By Sebastian Pellejero and Sam Goldfarb

U.S. government bonds showed signs of stabilizing Friday, pushing yields lower a day after a chaotic session had sent them soaring.

The yield on the benchmark 10-year Treasury note settled at 1.459%, according to Tradeweb, down from 1.513% at Thursday's close. The 10-year yield rose more than 0.3% in February for the largest one-month rise since November 2016.

Yields, which rise when bond prices fall, climbed sharply on Thursday as a weekslong selloff intensified -- fueled by bets that the Federal Reserve will start raising interest rates earlier than previously expected in response to what investors widely expect to be a burst of economic growth and inflation later this year.

The 10-year yield logged its largest one-day gain since Nov. 9 during Thursday's session to finish at its highest closing level in a year. The five-year yield, which is more sensitive to the near-term outlook for interest rates, experienced its largest one-day gain in more than 10 years.

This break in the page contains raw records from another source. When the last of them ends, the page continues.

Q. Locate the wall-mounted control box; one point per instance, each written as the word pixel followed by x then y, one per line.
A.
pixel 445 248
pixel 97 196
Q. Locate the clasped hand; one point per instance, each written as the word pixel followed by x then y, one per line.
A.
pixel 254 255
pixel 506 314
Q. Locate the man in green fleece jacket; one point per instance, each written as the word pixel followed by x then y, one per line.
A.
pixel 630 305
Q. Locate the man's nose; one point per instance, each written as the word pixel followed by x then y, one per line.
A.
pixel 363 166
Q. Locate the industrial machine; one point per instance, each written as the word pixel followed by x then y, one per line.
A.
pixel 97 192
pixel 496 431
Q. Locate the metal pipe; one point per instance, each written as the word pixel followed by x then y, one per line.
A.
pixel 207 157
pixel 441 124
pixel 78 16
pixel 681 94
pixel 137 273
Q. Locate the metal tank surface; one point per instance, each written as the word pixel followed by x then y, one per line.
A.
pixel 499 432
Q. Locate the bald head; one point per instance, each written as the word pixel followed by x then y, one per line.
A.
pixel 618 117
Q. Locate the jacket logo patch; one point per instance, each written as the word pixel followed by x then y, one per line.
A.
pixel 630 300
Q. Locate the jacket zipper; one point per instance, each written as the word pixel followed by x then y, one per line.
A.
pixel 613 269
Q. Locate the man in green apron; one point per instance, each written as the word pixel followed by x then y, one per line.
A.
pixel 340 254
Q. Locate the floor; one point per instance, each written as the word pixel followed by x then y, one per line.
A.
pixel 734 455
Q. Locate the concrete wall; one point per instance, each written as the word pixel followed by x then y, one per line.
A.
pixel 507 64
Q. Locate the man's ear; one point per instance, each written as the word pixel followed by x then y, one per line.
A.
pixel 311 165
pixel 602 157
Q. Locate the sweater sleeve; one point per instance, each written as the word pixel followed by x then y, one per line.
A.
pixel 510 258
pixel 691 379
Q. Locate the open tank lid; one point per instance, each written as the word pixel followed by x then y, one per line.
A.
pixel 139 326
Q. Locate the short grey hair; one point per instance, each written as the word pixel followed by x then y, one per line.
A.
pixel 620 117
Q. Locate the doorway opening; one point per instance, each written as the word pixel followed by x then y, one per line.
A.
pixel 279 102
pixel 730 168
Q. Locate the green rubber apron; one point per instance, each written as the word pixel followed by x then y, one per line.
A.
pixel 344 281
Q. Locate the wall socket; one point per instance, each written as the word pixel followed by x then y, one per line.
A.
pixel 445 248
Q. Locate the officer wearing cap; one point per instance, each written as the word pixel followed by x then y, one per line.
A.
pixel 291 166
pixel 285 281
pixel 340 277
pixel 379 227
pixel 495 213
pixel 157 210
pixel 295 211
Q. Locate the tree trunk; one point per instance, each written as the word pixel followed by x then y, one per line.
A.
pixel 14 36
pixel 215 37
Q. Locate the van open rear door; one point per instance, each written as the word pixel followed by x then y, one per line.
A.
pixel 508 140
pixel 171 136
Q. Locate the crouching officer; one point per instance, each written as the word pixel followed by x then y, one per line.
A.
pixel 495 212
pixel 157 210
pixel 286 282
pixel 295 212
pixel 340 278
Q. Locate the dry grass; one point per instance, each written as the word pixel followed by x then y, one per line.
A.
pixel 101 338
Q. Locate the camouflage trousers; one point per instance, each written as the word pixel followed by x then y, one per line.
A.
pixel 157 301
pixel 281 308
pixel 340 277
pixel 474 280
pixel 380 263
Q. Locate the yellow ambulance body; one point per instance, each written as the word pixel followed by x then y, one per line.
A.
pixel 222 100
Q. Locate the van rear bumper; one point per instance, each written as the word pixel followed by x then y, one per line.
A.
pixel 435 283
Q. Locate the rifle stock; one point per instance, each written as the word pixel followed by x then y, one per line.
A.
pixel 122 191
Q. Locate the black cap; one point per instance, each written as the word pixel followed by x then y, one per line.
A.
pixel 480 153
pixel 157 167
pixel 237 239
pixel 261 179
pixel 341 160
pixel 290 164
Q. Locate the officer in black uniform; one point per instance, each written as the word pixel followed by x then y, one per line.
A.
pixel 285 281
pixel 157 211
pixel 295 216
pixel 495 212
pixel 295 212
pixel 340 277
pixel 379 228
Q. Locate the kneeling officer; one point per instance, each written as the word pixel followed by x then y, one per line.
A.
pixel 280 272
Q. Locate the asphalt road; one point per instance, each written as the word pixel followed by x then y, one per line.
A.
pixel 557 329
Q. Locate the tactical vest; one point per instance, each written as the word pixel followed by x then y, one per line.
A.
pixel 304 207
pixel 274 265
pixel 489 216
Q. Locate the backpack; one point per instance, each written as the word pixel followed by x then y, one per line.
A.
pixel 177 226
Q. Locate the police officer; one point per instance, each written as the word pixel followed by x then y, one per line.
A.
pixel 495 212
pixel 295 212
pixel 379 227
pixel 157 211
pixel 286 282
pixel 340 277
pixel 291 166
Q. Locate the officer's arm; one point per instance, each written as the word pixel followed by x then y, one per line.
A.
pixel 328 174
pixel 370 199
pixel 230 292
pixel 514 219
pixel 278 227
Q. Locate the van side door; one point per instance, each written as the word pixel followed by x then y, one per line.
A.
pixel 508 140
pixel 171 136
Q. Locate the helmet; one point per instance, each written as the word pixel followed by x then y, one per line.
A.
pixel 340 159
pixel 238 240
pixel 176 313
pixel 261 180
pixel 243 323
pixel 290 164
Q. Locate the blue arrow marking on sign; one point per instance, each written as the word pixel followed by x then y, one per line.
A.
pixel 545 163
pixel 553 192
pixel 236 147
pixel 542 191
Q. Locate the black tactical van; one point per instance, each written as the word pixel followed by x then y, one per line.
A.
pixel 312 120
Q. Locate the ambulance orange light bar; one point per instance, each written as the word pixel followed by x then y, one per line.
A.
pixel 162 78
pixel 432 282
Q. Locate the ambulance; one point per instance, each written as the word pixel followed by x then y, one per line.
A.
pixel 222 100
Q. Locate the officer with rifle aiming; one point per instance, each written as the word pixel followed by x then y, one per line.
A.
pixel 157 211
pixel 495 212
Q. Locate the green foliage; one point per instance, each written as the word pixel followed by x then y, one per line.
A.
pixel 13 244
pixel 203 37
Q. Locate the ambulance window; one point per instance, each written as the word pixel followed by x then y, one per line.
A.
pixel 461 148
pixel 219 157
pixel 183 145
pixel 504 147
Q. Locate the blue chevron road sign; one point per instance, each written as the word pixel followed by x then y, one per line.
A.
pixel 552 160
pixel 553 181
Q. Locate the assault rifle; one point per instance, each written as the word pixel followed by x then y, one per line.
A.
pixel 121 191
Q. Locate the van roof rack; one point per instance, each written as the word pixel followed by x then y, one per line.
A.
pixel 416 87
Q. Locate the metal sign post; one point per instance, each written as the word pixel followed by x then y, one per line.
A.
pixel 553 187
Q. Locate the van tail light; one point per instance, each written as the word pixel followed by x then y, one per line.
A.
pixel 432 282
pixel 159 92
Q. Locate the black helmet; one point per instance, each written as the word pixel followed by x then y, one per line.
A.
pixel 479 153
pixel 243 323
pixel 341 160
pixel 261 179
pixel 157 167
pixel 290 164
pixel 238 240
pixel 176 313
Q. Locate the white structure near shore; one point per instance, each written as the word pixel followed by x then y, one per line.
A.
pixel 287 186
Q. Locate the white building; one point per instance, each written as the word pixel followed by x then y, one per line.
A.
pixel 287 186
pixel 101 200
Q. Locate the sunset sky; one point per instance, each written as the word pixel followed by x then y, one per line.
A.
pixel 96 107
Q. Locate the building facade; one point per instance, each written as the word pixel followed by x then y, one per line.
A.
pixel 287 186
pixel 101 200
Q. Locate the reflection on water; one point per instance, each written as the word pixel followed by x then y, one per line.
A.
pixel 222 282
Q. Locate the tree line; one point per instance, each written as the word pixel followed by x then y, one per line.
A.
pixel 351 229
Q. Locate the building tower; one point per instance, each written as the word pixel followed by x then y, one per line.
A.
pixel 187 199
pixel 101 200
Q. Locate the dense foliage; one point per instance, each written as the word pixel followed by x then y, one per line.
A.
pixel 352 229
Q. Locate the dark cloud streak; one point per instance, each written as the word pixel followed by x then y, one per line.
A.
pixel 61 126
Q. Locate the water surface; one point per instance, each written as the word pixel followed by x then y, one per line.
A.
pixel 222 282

Higher yields, though, helped investors regain their appetite for Treasurys on Friday. Demand was also boosted by it being the last trading session of the month, when many fund managers buy Treasurys to match the adjustments in their benchmark bond indexes.

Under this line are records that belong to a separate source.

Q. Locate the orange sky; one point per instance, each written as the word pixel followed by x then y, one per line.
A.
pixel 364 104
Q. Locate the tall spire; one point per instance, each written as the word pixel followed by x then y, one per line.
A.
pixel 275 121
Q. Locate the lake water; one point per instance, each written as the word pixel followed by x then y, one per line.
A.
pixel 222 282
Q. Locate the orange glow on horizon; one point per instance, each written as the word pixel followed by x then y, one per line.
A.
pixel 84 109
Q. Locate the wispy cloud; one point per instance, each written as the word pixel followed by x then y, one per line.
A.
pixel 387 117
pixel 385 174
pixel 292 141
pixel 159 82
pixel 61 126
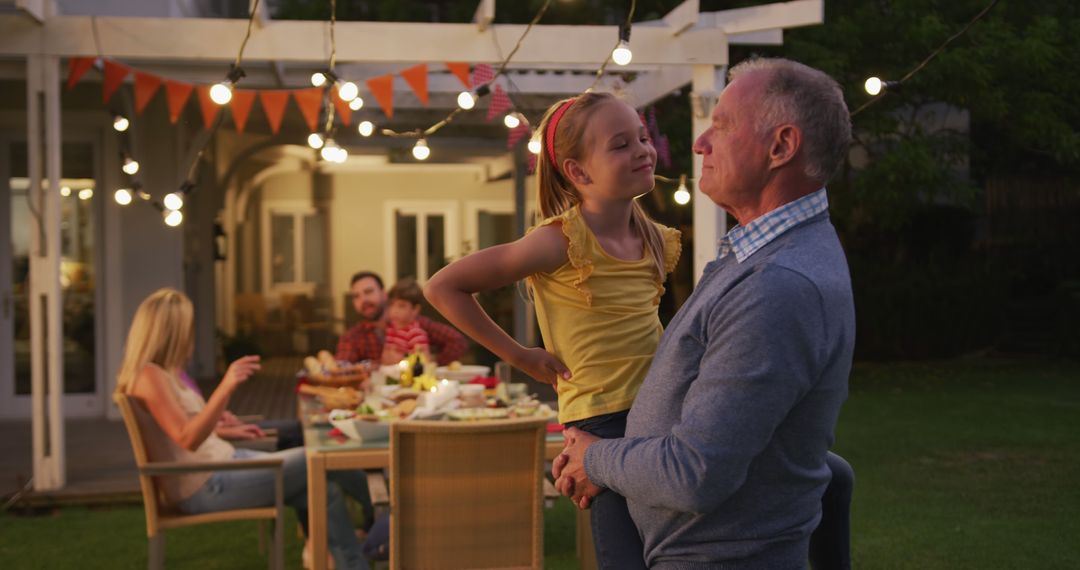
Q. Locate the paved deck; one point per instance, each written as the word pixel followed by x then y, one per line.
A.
pixel 99 463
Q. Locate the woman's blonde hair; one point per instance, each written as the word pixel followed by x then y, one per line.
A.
pixel 556 194
pixel 162 333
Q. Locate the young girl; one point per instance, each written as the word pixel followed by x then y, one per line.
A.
pixel 178 425
pixel 595 266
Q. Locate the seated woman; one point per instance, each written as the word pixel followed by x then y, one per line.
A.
pixel 159 343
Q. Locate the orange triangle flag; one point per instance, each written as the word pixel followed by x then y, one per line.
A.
pixel 146 85
pixel 242 100
pixel 342 109
pixel 115 75
pixel 78 66
pixel 310 100
pixel 382 87
pixel 417 78
pixel 461 70
pixel 273 104
pixel 208 107
pixel 176 94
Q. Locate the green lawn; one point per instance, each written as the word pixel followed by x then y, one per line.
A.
pixel 959 464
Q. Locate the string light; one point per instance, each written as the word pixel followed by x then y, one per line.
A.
pixel 173 201
pixel 421 151
pixel 621 55
pixel 173 217
pixel 120 123
pixel 123 197
pixel 131 165
pixel 683 194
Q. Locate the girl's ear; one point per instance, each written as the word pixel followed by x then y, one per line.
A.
pixel 576 173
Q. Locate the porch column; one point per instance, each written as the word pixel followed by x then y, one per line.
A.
pixel 45 298
pixel 710 222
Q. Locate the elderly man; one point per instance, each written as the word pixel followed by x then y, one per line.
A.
pixel 724 463
pixel 365 340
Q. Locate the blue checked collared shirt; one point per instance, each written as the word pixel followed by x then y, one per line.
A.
pixel 746 240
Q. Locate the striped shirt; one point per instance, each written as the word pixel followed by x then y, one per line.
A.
pixel 746 240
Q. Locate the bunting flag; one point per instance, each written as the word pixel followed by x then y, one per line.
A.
pixel 342 109
pixel 417 78
pixel 115 75
pixel 176 94
pixel 208 107
pixel 516 134
pixel 146 85
pixel 241 105
pixel 461 71
pixel 77 67
pixel 273 105
pixel 500 102
pixel 483 73
pixel 310 102
pixel 382 87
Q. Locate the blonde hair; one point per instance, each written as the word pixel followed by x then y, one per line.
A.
pixel 162 333
pixel 556 194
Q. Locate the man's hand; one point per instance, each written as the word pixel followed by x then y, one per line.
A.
pixel 569 469
pixel 243 431
pixel 541 365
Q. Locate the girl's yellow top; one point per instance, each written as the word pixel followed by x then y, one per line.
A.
pixel 598 315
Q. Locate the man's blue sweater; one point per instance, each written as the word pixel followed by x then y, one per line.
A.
pixel 724 460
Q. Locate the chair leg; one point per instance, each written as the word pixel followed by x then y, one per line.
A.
pixel 157 552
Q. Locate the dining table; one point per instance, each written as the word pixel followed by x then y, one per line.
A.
pixel 326 451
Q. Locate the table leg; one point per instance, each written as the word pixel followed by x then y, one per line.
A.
pixel 316 510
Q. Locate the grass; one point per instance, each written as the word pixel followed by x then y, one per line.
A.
pixel 959 464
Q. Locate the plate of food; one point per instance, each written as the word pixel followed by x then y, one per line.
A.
pixel 462 372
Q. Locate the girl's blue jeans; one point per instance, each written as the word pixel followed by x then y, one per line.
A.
pixel 251 488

While many investors expected the 10-year yield to move higher in 2021, the jump to 1.5% from around 1% in a matter of weeks is raising some concerns. While Fed officials have said that the yield's climb toward pre-pandemic levels marks a return to normalcy, some investors worry their lack of concern could spur more selling.

"Thursday's rate move shows some signs of the dysfunction that prompted Fed action in March [2020]," wrote Bank of America analysts in a Friday note. "However, the Fed will be challenged to push back aggressively on the move, since, so far, they have described it as reflecting 'healthy' factors."

After falling overnight, yields did tick higher early Friday after the Commerce Department released new data showing U.S. household income jumped 10% in January and consumer spending rose 2.4%, suggesting the economy is primed for a burst in growth this year.

Investors tend to sell Treasurys when they expect faster growth and inflation, which lowers the value of bonds' fixed payments and can prompt the Fed to raise interest rates. Their optimism has been lifted recently by improving economic data, the promise of more government spending and the expanding distribution of coronavirus vaccines.

Friday's yield declines were led by longer-term bonds, with the yield on the 30-year bond dropping to 2.187% from 2.303% Thursday.

Despite the overall selling pressure, the gap between shorter-term and longer-term yields has been shrinking in recent sessions after expanding steadily earlier in the year. Along with noting a shift in expectations about the timing of Fed rate increases, some analysts said the gap between short and long-term yields had simply become too large and was due for a correction.

The gap, or spread, between yields on 5-year and 30-year Treasurys finished Friday at 1.412 percentage points, down from 1.504 Thursday and the tightest spread in nearly a month.